On a night in November 2010, Skreptak showed up to the Jenson home around 10:30 p.m. with four associates, and was not wearing any gang colours at the time. John did not know who Skreptak was and repeatedly asked him to leave. Things escalated, Skreptak became infuriated and punched Jenson in the face, knocking him backwards onto his bed and struck him at least four more times over the next 15-20 minutes while Jenson’s son was forced to watch, said Crown counsel Catherine Fedder.

She painted a picture of Skreptak using his association with the Hells Angels to intimidate the Jenson’s into admitting what he believed to be true, and beat the father in front of the son to send a message and get him to talk.

Skreptak’s lawyer Brian Jackson freely admits his client assaulted the man, but contends it was because Jenson had ‘lipped off’ to Skreptak, and that was what prompted the beating.

The situation began two months before the assault, when Skreptak’s stepson invited Jenson’s son and another boy to his lakefront home. That’s when he believes the boys stole $10,000 worth of jewelry from him, later selling the goods on the street for marijuana.
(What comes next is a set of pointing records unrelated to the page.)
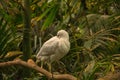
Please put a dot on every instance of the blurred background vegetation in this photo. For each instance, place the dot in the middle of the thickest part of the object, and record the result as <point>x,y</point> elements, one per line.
<point>93,26</point>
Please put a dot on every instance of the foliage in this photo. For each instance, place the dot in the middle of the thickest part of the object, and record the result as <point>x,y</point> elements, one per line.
<point>93,26</point>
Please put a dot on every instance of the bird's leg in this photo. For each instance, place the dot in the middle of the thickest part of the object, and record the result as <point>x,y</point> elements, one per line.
<point>50,67</point>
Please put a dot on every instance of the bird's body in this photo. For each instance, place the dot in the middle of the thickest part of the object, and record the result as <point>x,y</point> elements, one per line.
<point>55,48</point>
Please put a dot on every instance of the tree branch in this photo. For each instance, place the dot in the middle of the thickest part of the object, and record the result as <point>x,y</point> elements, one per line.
<point>31,64</point>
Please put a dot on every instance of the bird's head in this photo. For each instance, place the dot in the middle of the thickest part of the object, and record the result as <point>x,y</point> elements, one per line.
<point>63,34</point>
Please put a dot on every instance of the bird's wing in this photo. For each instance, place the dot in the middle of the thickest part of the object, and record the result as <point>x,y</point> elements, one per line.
<point>49,47</point>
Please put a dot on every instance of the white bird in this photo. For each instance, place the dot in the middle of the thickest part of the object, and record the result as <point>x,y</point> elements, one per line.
<point>55,48</point>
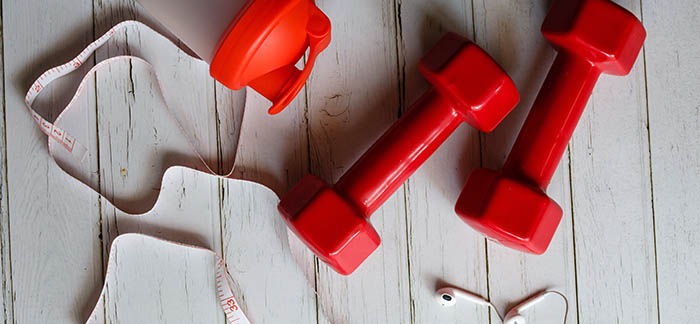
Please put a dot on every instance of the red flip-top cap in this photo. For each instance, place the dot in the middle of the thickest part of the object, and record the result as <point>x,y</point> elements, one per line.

Skreptak later took around pictures of the two boys to various pawnshops, where one owner identified them as trying to pawn a Movado watch with a special inscription, one of the stolen items initially given to Skreptak by his spouse.

Fedder is asking for a three-year sentence, while Jackson would like 18 months with extra credit for time already served in custody and his almost two-year house arrest.

Justice Betton reserved his decision until April and appeared to have difficulty determining whether Skreptak committed the assault under the shroud of an alleged criminal organization, or as a form of vigilante justice.